Highland’s first livery stable

The first Highland Livery building was erected in 1897 by Rufus Longmire, a native of Tennessee, who came to California about 1884. Rufus took advantage of the many opportunities to prosper, of which his brother had told him, investing in a nursery and citrus business, ownership of stores on the east side of Palm Avenue, which he rented and where his son Jimmy had a barber shop.

He built the Livery and Feed for his son Charles in 1897. Proprietors were “Longmire and Jones.” (I’m not sure which Jones.) The establishment was on the east side of Palm Avenue between Main Street and Pacific Avenue.

The Highland Livery was an important addition to the little village. Those who rode horses into town for the day could stable them at the livery where they could also have food and water. (Think parking garage.) For shorter stays, a horse could be tethered to the hitching rings we can still see in the sidewalks. Folks arriving on the train could hire a horse or horse and buggy. The town doctor kept his horse and buggy at the ready in the livery stable.

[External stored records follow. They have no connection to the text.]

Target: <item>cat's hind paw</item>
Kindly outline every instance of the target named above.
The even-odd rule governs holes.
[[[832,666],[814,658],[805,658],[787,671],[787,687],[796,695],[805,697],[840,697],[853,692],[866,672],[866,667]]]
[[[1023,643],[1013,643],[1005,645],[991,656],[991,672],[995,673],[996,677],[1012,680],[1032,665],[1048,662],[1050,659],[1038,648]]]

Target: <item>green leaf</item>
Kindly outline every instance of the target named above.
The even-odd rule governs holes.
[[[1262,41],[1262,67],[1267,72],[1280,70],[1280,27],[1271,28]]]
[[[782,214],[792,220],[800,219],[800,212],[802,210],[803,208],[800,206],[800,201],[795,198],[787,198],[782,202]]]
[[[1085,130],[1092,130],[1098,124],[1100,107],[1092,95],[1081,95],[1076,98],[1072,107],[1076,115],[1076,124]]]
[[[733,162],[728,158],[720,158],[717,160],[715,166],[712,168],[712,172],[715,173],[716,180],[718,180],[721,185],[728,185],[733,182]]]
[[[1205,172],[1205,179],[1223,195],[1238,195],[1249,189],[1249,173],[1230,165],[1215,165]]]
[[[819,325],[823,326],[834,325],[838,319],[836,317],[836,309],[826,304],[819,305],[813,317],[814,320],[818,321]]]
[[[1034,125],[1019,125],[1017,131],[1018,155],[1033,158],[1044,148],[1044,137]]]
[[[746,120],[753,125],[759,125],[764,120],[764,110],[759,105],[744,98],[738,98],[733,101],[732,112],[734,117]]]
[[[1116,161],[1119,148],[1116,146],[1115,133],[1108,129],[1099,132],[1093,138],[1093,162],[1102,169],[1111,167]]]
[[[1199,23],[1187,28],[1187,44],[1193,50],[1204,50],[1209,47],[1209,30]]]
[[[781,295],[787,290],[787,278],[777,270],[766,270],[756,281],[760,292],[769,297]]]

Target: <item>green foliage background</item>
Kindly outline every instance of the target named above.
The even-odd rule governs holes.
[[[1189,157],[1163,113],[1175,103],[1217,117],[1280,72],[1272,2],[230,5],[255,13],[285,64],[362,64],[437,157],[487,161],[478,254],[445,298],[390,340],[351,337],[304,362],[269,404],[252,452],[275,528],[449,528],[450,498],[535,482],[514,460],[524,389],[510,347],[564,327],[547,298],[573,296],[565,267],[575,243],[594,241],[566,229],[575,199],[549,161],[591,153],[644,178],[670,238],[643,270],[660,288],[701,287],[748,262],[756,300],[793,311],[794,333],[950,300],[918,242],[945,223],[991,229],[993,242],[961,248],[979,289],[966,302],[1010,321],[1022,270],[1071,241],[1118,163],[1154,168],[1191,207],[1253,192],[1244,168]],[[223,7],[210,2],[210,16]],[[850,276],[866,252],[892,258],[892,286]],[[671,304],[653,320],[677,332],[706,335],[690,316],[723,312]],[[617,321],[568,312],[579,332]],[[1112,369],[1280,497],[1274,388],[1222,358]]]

In 1904 there was a devastating fire which burned the year-old library, the Gleason Hotel and the Highland Domestic Water Company office. These buildings were on the south side of East Main Street across from the livery.

In light of this fire, Charles began construction on a brick building in November of 1904. This building was on Pacific Avenue between Palm Avenue and Center Street, just west of his “cottage.” The old livery was razed.

At that time, fire alarms were sounded by the ringing of the church bell. The church, however, was usually locked, making it difficult to ring the bell if needed. To resolved this issue, a bell was placed on top of the Highland Livery which was open night and day. The bell was moved to “a more advantageous location” in 1932 and replaced with a siren in 1934. The bell was stored away until it was scrapped in 1942 for the war effort.

Charles Longmire ran the stage line to Fredalba and in 1905 had the contract to carry the mail. The stage line was very successful, and in 1906 he purchased the Fredalba stage from Louis Salsedo which included “goodwill, the mail contract, six horses and a stage,” for $2,700. The stage, in addition to carrying passengers and mail, was on occasion used as an ambulance, bringing injured mill workers from Brookings to the doctor in Highland or the hospital in San Bernardino.

In 1906, Charles Longmire ran for Highland Constable and in 1907, sold the lots including his home and business to his father, Rufus Longmire, and the livery business to A.A. “Mack” Johnson, “an experienced liveryman.” Longmire also purchased a 10-acre orange grove at Palm Avenue and Base Line from J.H. Pattee, planning to devote his time to his new acquisition.